In Pflanzen ist Calmodulin unter anderem an der Regulation von Zellteilung, Zellwachstum und Photosynthese (Herstellung von Zuckern mit Hilfe des Sonnenlichts) beteiligt. Calmodulin arbeitet dabei wie eine Kommandozentrale, in der Informationen über den Zustand der Pflanze gesammelt werden. Als Nachrichtenträger dienen Calcium-Ionen, die sehr ungleichmäßig in den verschiedenen Teilen der Pflanze verteilt sind. Durch eine Berührung – so spekulieren Braam und Davis – könnten diese geladenen Teilchen schlagartig aus ihren Depots in den pflanzlichen Zellen freigesetzt werden. Jedes Calmodulin-Molekül bindet dann bis zu vier dieser Ionen gleichzeitig – je mehr Calcium vorhanden ist, umso mehr Bindungsstellen werden besetzt.

Abhängig von der Anzahl der gebundenen Ionen wählt sich Calmodulin unterschiedliche Reaktionspartner. Dadurch können weitere Eiweißmoleküle (cAMP-Phospodiesterase und ATPase) aktiviert werden, die direkt in den pflanzlichen Stoffwechsel eingreifen oder, Staffelläufern gleich, den Einsatzbefehl in die entferntesten Winkel der Zelle tragen. Das Rätsel der Thigmomorphogenese ist damit allerdings noch längst nicht vollständig gelöst. Es bleiben weitere Fragen: Was bewirken die beiden Eiweiße, die bisher noch nicht identifiziert werden konnten? Warum muss die Zahl der Calmodulin-Moleküle nach dem Berührungsreiz vermehrt werden? Strenggenommen, so betonen die Forscher ist sogar, ist noch nicht einmal bewiesen, „dass“ die gefundenen Eiweiße für die Wachstumshemmung verantwortlich sind.

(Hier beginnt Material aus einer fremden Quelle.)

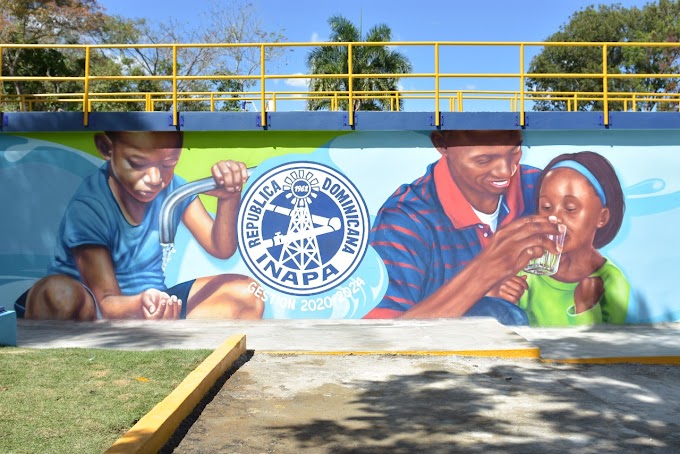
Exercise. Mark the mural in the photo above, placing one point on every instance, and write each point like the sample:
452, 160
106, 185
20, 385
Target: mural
168, 225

(erschienen in der WELT am 19. Mai 1990. Letzte Aktualisierung am 8. März 2017)

Originalliteratur: Braam J, Davis RW. Rain-, wind-, and touch-induced expression of calmodulin and calmodulin-related genes in Arabidopsis. Cell. 1990 Feb 9;60(3):357-64.

Was ist daraus geworden? Mit mehr als 700 Zitierungen bekam diese Fachpublikation enorm viel Aufmerksamkeit von der Forschergemeinde. Beide Wissenschaftler sind heute noch aktiv, und Davis wurde noch mit 73 Jahren von der Zeitschrift The Atlantic für seine Erfindungen in der Biotechnologie als einer der größten lebenden Innovatoren geehrt.